= Ida Divinoff =

American classical violinist

Ida Divinoff (3 Mar 1889 – 20 September 1972) was an American classical violinist and the first woman violinist to play on a major American symphony orchestra. She often performed with her pianist sister Sarah Divinoff.

== Biography ==
Ida Divinoff, born Ida Cohn, was born into a musical Jewish family in Milwaukee, Wisconsin. Her parents were Nathan and Rosa Cohn, immigrants from Eastern Europe. Ida's father was a musician, her sister Sarah Divinoff-Kellner, older than her by three years, often accompanied her on piano, another sister Clara was a music instructor and her brother Harold was a professional musician.
She was performing by 1905 and at that time was reported to have been a pupil of Eugène Ysaÿe. Sometime between 1905 and 1913 she travelled to Europe and studied under Otakar Ševčík. She also received lessons from Leopold Auer. By 1913 she adopted the name Ida Divinoff and was often reported as being Russian or European born. She returned to the United States by 1913 and toured the country with John McCormack, the Irish tenor. She performed in New York City in June 1914 to a rave review in the Brooklyn Daily Eagle. She toured the country in 1914 with Orpheum, a burlesque show. She joined the Detroit Symphony Orchestra in December 1918, which was then directed by Ossip Gabrilowitsch.

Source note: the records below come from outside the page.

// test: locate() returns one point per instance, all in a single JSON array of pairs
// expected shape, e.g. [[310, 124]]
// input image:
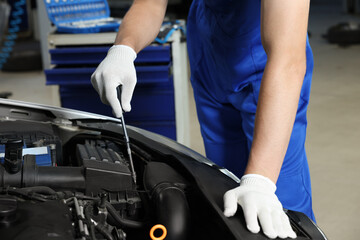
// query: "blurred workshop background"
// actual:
[[333, 140]]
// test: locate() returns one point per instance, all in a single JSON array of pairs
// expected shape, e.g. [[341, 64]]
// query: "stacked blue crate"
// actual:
[[153, 105]]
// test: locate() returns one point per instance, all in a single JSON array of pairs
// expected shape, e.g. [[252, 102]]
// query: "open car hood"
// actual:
[[65, 174]]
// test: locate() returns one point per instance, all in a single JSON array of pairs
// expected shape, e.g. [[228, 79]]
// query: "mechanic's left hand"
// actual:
[[256, 196]]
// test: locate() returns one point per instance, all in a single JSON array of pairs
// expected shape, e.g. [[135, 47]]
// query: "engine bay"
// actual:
[[66, 174], [80, 179]]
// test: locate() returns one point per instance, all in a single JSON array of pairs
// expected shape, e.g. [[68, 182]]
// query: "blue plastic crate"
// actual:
[[42, 155], [148, 103], [158, 74], [81, 16], [94, 55]]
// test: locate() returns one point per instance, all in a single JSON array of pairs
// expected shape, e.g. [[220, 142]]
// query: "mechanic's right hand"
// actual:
[[256, 196], [116, 69]]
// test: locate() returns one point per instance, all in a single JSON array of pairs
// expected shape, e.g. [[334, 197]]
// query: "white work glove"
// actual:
[[116, 69], [256, 196]]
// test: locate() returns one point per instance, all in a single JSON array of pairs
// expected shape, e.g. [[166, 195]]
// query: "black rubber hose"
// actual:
[[122, 222], [102, 229], [40, 189], [172, 210]]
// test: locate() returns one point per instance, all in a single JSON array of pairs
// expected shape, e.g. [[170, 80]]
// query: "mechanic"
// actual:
[[251, 68]]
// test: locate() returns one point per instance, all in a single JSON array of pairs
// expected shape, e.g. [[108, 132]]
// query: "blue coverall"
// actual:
[[227, 62]]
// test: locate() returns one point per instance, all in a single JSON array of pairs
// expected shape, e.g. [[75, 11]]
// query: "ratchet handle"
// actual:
[[119, 90]]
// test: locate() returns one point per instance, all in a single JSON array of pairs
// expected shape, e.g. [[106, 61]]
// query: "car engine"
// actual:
[[82, 182]]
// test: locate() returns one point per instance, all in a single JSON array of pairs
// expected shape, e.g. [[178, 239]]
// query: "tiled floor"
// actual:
[[333, 141]]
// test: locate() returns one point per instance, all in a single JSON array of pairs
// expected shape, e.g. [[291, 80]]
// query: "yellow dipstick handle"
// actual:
[[158, 226]]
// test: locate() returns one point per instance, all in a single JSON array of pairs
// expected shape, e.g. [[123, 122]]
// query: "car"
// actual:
[[66, 174]]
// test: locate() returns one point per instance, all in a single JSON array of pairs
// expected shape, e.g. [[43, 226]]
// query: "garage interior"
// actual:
[[333, 121]]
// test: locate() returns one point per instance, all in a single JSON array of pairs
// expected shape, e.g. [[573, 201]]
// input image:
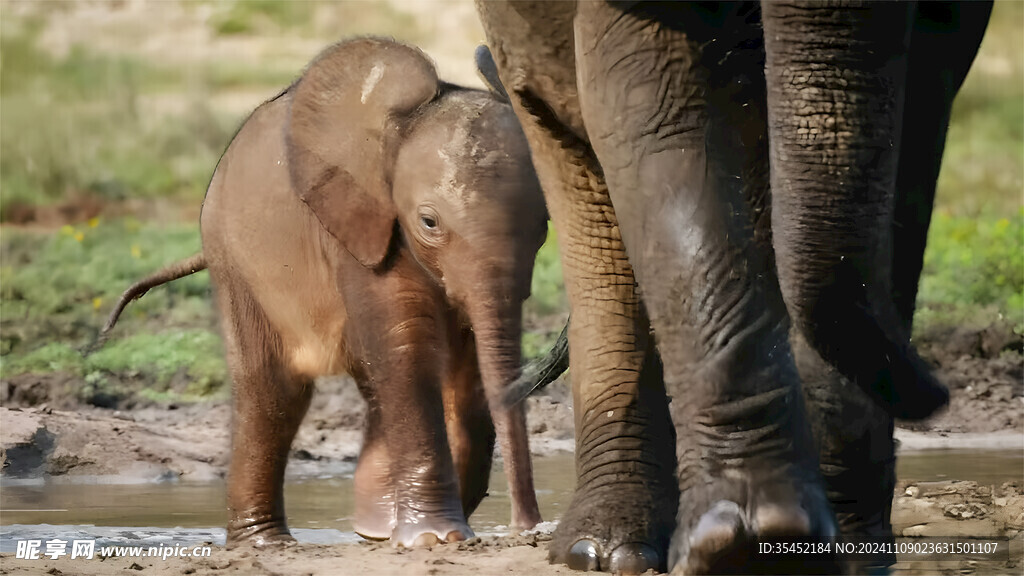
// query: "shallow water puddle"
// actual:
[[320, 507]]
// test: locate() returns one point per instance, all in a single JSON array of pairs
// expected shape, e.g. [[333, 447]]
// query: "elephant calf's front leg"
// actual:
[[396, 341], [269, 401]]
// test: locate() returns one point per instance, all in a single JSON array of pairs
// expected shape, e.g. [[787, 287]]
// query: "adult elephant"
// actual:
[[657, 130]]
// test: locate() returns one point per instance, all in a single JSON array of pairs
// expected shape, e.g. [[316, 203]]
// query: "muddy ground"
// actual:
[[45, 433]]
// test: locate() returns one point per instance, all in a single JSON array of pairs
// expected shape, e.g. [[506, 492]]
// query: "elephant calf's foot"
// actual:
[[424, 530], [615, 528], [430, 531], [258, 530], [757, 525]]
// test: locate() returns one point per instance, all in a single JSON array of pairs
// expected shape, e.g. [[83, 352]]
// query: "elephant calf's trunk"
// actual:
[[499, 352]]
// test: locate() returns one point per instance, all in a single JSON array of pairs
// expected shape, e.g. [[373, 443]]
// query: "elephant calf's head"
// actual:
[[375, 139]]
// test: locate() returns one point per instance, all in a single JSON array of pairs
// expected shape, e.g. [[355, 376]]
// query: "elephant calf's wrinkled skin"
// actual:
[[649, 125], [375, 220]]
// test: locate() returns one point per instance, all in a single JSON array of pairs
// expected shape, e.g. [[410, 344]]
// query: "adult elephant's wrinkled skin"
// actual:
[[375, 220], [764, 175]]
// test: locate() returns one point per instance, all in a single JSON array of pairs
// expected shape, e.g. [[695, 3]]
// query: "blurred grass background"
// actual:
[[113, 116]]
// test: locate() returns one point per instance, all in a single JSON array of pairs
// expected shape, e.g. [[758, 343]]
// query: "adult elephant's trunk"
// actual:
[[498, 329], [835, 104]]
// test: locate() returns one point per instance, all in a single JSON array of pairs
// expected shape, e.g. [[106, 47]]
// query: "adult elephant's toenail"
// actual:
[[634, 559], [584, 556]]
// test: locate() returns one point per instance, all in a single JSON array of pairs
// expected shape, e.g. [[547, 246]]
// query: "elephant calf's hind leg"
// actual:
[[269, 402]]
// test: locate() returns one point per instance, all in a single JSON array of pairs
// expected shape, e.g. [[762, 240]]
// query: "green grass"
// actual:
[[250, 16], [983, 166], [77, 126], [974, 274], [58, 287]]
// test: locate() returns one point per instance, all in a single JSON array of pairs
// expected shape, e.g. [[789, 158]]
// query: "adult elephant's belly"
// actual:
[[258, 234]]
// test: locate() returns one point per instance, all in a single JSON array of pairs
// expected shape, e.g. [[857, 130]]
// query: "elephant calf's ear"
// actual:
[[351, 99]]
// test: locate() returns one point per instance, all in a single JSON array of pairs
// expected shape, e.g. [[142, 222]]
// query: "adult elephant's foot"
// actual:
[[258, 529], [623, 529], [729, 527], [751, 498], [623, 511]]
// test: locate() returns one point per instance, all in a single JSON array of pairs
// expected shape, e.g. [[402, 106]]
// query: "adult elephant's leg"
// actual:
[[622, 512], [268, 403], [854, 434], [673, 97], [836, 132]]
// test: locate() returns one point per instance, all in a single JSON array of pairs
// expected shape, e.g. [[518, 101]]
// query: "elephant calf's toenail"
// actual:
[[583, 556], [427, 539], [634, 559]]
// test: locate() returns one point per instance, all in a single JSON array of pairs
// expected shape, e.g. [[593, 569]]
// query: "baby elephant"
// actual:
[[375, 220]]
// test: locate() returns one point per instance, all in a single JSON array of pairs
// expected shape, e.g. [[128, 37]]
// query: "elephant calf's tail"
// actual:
[[542, 371], [181, 269]]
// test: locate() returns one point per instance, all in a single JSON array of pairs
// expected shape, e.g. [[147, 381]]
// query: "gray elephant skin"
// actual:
[[756, 171], [375, 220]]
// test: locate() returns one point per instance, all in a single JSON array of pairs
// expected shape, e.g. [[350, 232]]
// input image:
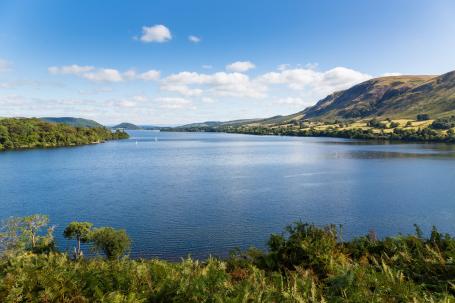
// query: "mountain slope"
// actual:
[[395, 97], [75, 122]]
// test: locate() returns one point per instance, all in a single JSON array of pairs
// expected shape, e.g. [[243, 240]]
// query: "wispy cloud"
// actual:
[[103, 74], [175, 103], [240, 66], [69, 69], [156, 33]]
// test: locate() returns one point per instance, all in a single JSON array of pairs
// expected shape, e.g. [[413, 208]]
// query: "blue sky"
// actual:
[[116, 61]]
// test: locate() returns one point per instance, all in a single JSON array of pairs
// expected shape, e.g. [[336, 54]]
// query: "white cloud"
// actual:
[[182, 89], [130, 74], [240, 66], [4, 65], [131, 102], [329, 81], [157, 33], [175, 103], [150, 75], [69, 69], [194, 39], [294, 102], [282, 67], [219, 84], [208, 100], [104, 75]]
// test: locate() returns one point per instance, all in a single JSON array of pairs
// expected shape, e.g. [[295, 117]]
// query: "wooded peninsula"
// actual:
[[24, 133]]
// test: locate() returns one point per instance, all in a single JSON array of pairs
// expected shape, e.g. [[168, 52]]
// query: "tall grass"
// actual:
[[304, 264]]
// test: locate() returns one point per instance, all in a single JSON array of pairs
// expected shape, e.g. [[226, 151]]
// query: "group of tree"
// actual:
[[306, 263], [34, 234], [17, 133]]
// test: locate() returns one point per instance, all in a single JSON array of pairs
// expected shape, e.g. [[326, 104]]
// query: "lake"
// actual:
[[201, 194]]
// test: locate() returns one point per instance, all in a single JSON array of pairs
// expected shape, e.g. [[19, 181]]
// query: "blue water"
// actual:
[[180, 194]]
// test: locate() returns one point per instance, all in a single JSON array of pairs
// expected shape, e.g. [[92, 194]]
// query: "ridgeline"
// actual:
[[407, 108]]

In her 70s, Ida continued to perform as a member of Chicago's City Symphony Orchestra, an orchestra composed of senior citizens.

Ida married Harry Rothberg, a sign painter, in Detroit, Michigan, in March 1921. After her sister's Sarah's passing, she married her sister's husband, the artist Charles H. Kellner.
Ida died 20 September 1972 in Chicago.